GMP-compliant fully automated radiosynthesis of [¹⁸F]FEPPA for PET/MRI imaging of regional brain TSPO expression

Background: Expression of translocator protein (TSPO) on the outer mitochondrial membrane of activated microglia is strongly associated with neuroinflammation. The second-generation PET ligand [¹⁸F]FEPPA specifically binds TSPO to enable in vivo visualization and quantification of neuroinflammation. We optimized a fully automated radiosynthesis method and evaluated the utility of [¹⁸F]FEPPA, the second-generation PET ligand specifically binds TSPO, in a mouse model of systemic LPS challenge to detect TSPO-associated signals of central and peripheral inflammation. In vivo dynamic PET/MR imaging was performed in LPS-induced and control mice after [¹⁸F]FEPPA administration. The relationship between the [¹⁸F]FEPPA signal and the dose of LPS was assessed. The cytokine levels (i.e., TNF-α, Il-1β, Il-6) in LPS-induced mice were measured by RT-PCR. Standard uptake value (SUV), total volume of distribution (VT) and area under the curve (AUC) were determined based on the metabolite-uncorrected plasma input function. Western blotting and immunostaining were used to measure TSPO expression in the brain. Results: The fully automated [¹⁸F]FEPPA radiosynthesis produced an uncorrected radiochemical yield of 30 ± 2% within 80 min, with a radiochemical purity greater than 99% and specific activity of 148.9‒216.8 GBq/µmol.
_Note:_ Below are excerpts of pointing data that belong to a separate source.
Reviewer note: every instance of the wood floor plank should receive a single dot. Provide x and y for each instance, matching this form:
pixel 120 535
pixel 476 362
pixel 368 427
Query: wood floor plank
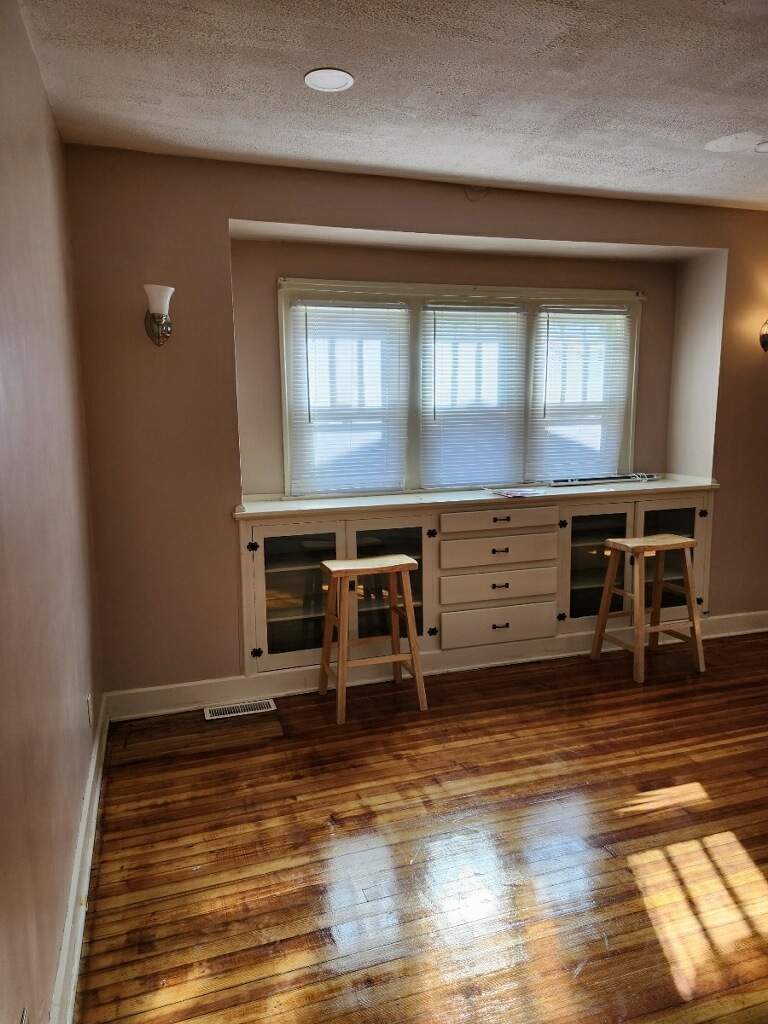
pixel 549 844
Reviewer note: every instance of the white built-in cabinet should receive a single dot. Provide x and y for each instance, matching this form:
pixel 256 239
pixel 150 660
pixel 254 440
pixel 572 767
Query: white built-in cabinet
pixel 495 582
pixel 288 587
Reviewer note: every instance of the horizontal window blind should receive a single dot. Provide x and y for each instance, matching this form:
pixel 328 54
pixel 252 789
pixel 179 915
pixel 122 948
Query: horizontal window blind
pixel 347 396
pixel 473 394
pixel 581 388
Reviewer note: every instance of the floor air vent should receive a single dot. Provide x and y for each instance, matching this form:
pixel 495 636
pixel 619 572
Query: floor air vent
pixel 246 708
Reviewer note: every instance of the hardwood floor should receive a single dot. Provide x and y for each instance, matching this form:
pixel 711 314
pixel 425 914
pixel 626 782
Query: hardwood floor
pixel 550 843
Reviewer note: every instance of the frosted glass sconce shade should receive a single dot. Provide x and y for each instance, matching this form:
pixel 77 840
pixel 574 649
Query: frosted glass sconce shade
pixel 158 322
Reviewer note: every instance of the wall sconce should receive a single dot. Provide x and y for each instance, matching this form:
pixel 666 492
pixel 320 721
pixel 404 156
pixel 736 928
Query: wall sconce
pixel 157 322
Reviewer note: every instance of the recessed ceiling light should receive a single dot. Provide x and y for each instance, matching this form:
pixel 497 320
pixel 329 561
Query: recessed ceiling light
pixel 329 80
pixel 734 143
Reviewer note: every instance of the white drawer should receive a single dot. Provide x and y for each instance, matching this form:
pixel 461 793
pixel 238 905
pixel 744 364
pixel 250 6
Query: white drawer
pixel 500 625
pixel 498 550
pixel 498 518
pixel 496 586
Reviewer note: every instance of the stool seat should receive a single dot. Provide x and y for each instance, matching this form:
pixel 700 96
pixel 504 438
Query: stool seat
pixel 637 549
pixel 397 568
pixel 364 566
pixel 647 545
Significant differences were observed in the brain after [¹⁸F]FEPPA administration: SUV, VT and AUC were 1.61 ± 0.1, 1.25 ± 0.12 and 1.58 ± 0.09-fold higher in LPS-injected mice than controls. TNF-α, Il-1β and Il-6 mRNA levels were also elevated in the brains of LPS-injected mice. Western blotting revealed TSPO (p < 0.05) and Iba-1 (p < 0.01) were upregulated in the brain after LPS administration. In LPS-injected mice, TSPO immunoactivity colocalized with Iba-1 in the cerebrum and TSPO was significantly overexpressed in the hippocampus and cerebellum. The peripheral organs (heart, lung) of LPS-injected mice had higher [¹⁸F]FEPPA signal-to-noise ratios than control mice. Conclusions: Based on the current data on ligand specificity and selectivity in central tissues using 7 T PET/MR imaging, we demonstrate that [¹⁸F]FEPPA accumulations significant increased in the specific brain regions of systemic LPS-induced neuroinflammation (5 mg/kg). Future investigations are needed to determine the sensitivity of [¹⁸F]FEPPA as a biomarker of neuroinflammation as well as the correlation between the PET signal intensity and the expression levels of TSPO.